Mit dem Rücktritt des schiitischen Geistlichen Muktada al-Sadr aus der Politik spitzt sich die Krise in Irak dramatisch zu. Seine Anhänger haben den Regierungspalast in der gesicherten Grünen Zone in Bagdad gestürmt. Einschätzungen von Nahost-Korrespondentin Susanne Brunner.
SRF News: Warum hat Muktada al-Sadr gerade am Montag seinen Rücktritt erklärt?
Susanne Brunner: Am Dienstag will das höchste Gericht des Landes über die Auflösung des Parlaments entscheiden: Das war eine Forderung Muktada al-Sadrs. Offenbar hat er erfahren, dass das Gericht das Parlament nicht auflösen wird. Da verkündete er auf Twitter, er steige aus der Politik aus – für immer.

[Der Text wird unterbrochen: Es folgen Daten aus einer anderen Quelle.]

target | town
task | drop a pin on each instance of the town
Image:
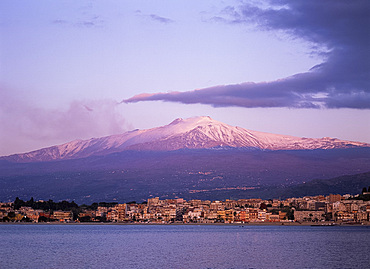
(330, 210)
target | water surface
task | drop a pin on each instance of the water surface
(183, 246)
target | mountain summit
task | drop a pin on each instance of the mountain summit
(192, 133)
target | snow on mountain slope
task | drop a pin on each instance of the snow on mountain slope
(197, 132)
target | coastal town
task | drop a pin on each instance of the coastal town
(332, 209)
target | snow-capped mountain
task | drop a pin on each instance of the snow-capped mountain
(192, 133)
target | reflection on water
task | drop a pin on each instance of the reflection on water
(183, 246)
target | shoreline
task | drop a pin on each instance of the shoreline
(313, 224)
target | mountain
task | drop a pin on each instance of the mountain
(192, 133)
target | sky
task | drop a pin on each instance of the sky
(81, 69)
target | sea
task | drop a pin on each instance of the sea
(183, 246)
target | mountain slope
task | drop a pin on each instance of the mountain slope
(192, 133)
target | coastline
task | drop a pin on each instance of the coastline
(315, 224)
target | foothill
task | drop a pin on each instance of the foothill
(332, 209)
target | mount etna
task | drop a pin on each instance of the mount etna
(190, 158)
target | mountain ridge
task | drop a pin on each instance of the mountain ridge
(191, 133)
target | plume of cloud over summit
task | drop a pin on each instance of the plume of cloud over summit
(340, 28)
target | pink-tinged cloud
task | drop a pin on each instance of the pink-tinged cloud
(341, 27)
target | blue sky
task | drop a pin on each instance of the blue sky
(297, 68)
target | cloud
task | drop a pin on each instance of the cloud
(27, 126)
(155, 17)
(337, 29)
(160, 19)
(88, 22)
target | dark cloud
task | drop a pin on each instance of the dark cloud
(337, 29)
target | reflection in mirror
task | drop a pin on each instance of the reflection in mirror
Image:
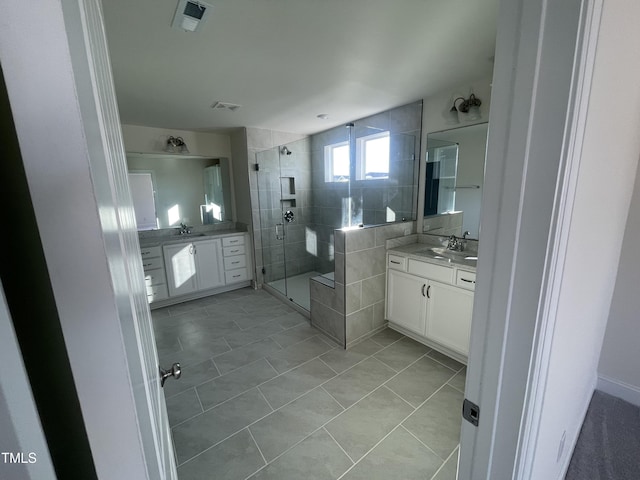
(454, 178)
(171, 189)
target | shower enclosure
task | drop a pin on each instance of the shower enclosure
(355, 175)
(290, 245)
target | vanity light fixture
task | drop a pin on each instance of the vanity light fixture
(176, 145)
(470, 106)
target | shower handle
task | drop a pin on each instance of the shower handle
(279, 231)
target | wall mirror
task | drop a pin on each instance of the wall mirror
(171, 189)
(454, 179)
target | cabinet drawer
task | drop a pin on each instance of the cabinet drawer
(397, 262)
(230, 251)
(154, 277)
(235, 276)
(239, 261)
(231, 241)
(466, 279)
(157, 292)
(429, 270)
(152, 263)
(149, 252)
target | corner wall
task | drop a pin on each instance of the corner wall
(620, 356)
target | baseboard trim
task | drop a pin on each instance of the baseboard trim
(617, 388)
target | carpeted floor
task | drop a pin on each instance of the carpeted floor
(608, 447)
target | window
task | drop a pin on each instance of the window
(372, 159)
(336, 162)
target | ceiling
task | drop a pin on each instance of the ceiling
(286, 61)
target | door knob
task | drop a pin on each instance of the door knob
(175, 371)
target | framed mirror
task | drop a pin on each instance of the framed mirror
(454, 179)
(171, 189)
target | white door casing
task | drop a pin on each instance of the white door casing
(539, 67)
(58, 77)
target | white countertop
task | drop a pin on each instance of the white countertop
(423, 252)
(154, 241)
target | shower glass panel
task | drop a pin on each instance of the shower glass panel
(290, 241)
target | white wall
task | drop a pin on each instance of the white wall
(605, 183)
(618, 371)
(153, 140)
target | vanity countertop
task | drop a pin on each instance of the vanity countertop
(423, 251)
(155, 241)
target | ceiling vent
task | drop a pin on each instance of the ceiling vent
(225, 106)
(190, 15)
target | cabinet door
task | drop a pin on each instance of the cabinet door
(209, 268)
(180, 265)
(449, 311)
(405, 301)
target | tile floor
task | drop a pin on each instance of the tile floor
(265, 396)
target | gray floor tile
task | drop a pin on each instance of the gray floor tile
(234, 383)
(225, 310)
(449, 470)
(242, 356)
(367, 422)
(340, 360)
(211, 328)
(181, 308)
(294, 335)
(402, 353)
(160, 313)
(400, 456)
(254, 318)
(291, 320)
(355, 383)
(296, 382)
(203, 431)
(192, 375)
(437, 422)
(244, 337)
(386, 337)
(448, 361)
(234, 459)
(298, 353)
(183, 406)
(317, 457)
(419, 381)
(287, 426)
(197, 352)
(459, 380)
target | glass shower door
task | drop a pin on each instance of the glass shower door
(272, 232)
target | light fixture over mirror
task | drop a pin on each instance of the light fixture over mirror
(176, 145)
(470, 106)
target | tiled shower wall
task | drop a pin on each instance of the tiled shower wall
(354, 308)
(371, 201)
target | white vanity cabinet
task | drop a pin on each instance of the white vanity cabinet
(193, 266)
(431, 303)
(154, 276)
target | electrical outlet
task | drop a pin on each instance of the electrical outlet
(561, 446)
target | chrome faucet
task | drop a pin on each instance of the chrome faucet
(454, 243)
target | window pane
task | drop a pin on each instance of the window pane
(341, 163)
(377, 158)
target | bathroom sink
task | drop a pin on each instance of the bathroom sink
(469, 258)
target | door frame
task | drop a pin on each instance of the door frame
(58, 80)
(544, 59)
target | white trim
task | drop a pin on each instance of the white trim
(586, 401)
(576, 121)
(618, 388)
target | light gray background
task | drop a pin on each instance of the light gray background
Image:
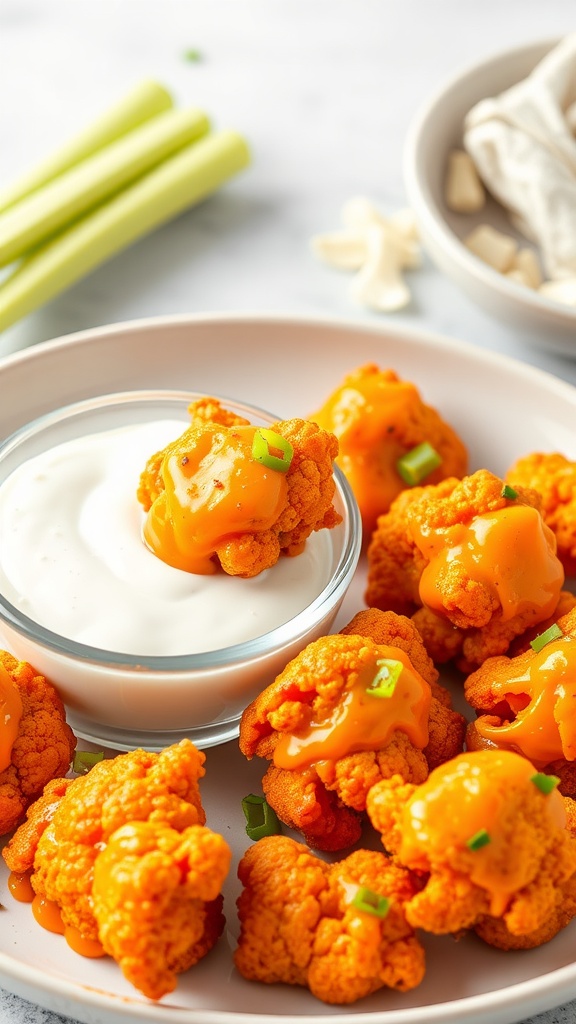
(323, 89)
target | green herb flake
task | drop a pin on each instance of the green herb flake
(480, 839)
(84, 760)
(385, 680)
(508, 493)
(545, 783)
(415, 465)
(371, 902)
(260, 818)
(265, 439)
(552, 633)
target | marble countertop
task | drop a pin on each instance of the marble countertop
(324, 90)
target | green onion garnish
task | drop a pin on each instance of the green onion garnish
(416, 464)
(263, 440)
(508, 493)
(371, 902)
(84, 760)
(545, 783)
(552, 633)
(260, 818)
(383, 683)
(480, 839)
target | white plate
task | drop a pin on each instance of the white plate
(502, 409)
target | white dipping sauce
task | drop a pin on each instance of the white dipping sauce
(73, 559)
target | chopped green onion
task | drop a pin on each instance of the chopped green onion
(480, 839)
(260, 818)
(552, 633)
(371, 902)
(383, 683)
(263, 440)
(84, 760)
(545, 783)
(508, 493)
(417, 463)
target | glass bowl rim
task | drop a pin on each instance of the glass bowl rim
(223, 657)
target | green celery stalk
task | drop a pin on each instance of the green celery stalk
(145, 100)
(64, 200)
(178, 182)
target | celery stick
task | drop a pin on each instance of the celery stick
(144, 101)
(178, 182)
(64, 200)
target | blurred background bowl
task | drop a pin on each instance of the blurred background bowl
(436, 130)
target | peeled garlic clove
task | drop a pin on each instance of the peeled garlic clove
(493, 247)
(341, 249)
(379, 284)
(463, 192)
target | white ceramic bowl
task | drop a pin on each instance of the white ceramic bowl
(131, 699)
(436, 130)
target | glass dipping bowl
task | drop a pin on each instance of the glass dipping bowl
(125, 700)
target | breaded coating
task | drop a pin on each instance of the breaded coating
(134, 786)
(467, 555)
(553, 476)
(378, 418)
(490, 845)
(299, 925)
(206, 410)
(43, 747)
(157, 900)
(526, 704)
(329, 739)
(238, 514)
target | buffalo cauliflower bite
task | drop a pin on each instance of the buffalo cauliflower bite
(526, 702)
(468, 553)
(347, 711)
(78, 820)
(231, 496)
(336, 929)
(553, 476)
(157, 900)
(36, 743)
(379, 418)
(487, 837)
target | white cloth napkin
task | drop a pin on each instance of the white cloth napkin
(524, 148)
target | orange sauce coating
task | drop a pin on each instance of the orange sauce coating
(362, 721)
(47, 914)
(364, 415)
(19, 887)
(463, 797)
(10, 715)
(214, 489)
(544, 730)
(510, 551)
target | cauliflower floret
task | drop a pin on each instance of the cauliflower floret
(491, 847)
(157, 900)
(526, 704)
(211, 504)
(329, 739)
(553, 476)
(299, 924)
(437, 550)
(134, 786)
(43, 747)
(378, 418)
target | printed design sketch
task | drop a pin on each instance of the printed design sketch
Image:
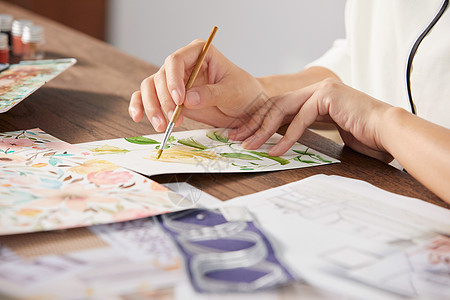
(22, 79)
(422, 271)
(201, 151)
(48, 184)
(362, 241)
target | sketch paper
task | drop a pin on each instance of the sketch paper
(201, 151)
(21, 80)
(47, 184)
(337, 233)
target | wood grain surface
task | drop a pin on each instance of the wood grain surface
(89, 102)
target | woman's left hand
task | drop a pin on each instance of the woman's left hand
(357, 116)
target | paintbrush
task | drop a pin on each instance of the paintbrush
(189, 84)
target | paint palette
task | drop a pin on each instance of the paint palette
(21, 80)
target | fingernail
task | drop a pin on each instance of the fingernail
(132, 113)
(193, 98)
(176, 96)
(156, 121)
(169, 115)
(248, 141)
(274, 149)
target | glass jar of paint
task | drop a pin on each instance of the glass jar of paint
(4, 49)
(16, 35)
(33, 42)
(5, 25)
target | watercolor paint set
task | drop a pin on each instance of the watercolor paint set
(20, 80)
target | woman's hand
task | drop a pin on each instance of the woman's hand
(357, 116)
(222, 96)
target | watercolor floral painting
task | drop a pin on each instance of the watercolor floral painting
(22, 79)
(47, 184)
(201, 151)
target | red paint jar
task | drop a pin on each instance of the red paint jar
(4, 48)
(16, 35)
(5, 25)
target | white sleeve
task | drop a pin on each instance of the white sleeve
(337, 60)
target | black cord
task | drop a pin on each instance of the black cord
(414, 49)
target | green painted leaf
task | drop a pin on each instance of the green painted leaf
(192, 143)
(240, 156)
(216, 136)
(278, 159)
(302, 152)
(141, 140)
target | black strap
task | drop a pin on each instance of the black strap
(414, 49)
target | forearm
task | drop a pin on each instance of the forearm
(421, 147)
(275, 85)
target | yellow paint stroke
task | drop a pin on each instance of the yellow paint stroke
(187, 155)
(107, 149)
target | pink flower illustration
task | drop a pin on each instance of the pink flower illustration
(109, 177)
(11, 159)
(24, 180)
(15, 144)
(74, 197)
(94, 165)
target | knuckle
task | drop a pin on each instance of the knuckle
(135, 94)
(146, 82)
(329, 84)
(172, 59)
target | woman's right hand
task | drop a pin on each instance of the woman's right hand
(223, 94)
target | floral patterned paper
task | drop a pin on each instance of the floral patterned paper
(22, 79)
(47, 184)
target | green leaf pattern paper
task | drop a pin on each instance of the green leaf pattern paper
(47, 184)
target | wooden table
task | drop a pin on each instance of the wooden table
(90, 102)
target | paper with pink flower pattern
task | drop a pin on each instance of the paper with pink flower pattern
(48, 184)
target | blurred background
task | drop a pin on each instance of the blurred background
(262, 36)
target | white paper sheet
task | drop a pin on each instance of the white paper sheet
(334, 232)
(201, 151)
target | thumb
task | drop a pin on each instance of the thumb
(206, 96)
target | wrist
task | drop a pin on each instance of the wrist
(390, 125)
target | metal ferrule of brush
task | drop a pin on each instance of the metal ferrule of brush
(167, 135)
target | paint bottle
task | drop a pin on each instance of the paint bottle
(33, 42)
(4, 49)
(5, 25)
(16, 35)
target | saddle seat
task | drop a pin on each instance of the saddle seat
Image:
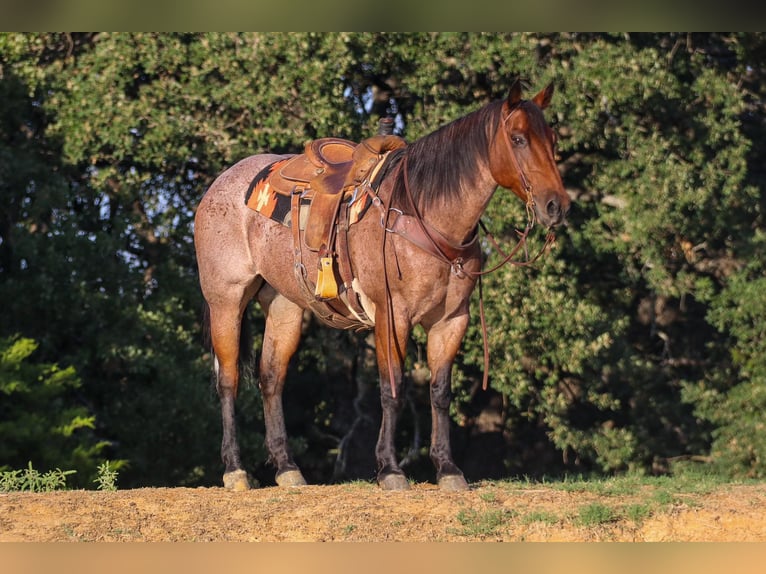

Und nicht nur das: Er löse auch das Komitee auf, das seit Ende Juli die Demonstrationen dirigiert hatte – und diese so im Zaum hielt.
Es ist nicht das erste Mal, dass Sadr mit Rücktritt droht.
Ausserdem wolle er alle seine Büros schliessen. Er untersagte seinen Anhängern auch, weiterhin Plakate mit seinem Bild und Logo zu gebrauchen. Man muss allerdings sagen: Es ist nicht das erste Mal, dass Sadr mit Rücktritt droht.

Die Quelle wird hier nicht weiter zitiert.